In a moment I will explain what the basic constitutive rules of society (also sometimes called basic cultural structures or basic social structures) are. But first I will lead up to it.
Varoufakis points out that the TDEM plan for a green new deal is to be paid for by raising taxes on corporate profits, high incomes, great inherited fortunes and carbon emissions. Varoufakis argues that Europe is already tax-weary. New and higher taxes, no matter who is to be obliged to pay them, are not likely to be approved. Varoufakis is right.

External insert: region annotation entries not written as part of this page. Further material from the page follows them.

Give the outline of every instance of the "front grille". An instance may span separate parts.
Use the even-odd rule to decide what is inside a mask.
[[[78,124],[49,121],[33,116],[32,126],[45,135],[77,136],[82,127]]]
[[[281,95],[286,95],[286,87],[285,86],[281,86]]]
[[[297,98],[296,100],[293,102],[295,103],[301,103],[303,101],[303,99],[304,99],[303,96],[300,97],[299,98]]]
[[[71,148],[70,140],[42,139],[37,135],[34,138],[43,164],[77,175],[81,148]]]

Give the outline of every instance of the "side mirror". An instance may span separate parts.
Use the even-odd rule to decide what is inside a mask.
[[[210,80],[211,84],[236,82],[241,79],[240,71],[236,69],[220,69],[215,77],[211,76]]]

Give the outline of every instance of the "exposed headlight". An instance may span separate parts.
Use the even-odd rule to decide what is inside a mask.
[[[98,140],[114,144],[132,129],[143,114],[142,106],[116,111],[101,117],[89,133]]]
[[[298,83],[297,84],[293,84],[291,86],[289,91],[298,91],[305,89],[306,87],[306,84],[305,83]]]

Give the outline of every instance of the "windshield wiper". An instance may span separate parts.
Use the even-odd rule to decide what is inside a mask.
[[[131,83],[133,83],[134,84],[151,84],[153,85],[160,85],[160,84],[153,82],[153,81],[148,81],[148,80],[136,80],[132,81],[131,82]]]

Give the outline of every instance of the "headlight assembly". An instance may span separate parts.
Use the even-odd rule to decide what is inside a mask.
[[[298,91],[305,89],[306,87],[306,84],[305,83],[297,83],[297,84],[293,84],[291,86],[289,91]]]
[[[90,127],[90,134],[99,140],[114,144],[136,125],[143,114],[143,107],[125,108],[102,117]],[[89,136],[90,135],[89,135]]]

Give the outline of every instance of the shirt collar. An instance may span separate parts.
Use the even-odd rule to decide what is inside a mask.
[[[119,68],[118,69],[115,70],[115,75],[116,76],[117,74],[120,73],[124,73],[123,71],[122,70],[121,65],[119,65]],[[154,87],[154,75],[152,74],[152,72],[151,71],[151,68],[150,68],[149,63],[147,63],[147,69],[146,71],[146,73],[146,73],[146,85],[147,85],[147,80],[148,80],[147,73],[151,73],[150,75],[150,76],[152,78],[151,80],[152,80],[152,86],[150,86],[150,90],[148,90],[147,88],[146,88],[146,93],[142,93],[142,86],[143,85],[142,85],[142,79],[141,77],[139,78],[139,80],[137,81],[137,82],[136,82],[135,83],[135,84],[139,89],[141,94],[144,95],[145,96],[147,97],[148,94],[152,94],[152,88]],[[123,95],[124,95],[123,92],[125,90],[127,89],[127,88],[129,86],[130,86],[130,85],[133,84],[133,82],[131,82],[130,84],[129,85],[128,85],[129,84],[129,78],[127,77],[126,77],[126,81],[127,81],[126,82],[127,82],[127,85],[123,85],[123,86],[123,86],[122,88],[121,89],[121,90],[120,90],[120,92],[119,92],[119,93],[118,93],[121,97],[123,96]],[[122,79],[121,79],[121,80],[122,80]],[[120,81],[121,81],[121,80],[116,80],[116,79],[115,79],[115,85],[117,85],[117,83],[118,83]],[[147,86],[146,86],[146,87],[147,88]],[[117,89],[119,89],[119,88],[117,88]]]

He could also have gone on to say, citing Piketty’s own reservations about his own proposals toward the end of Capital in the Twenty- First Century, that as the world is now organized, raising taxes on wealth is just not in the cards. What is in the cards is tax competition. Every jurisdiction competes with 195 other jurisdictions to attract investment, to attract high net worth residents, and to discourage capital flight.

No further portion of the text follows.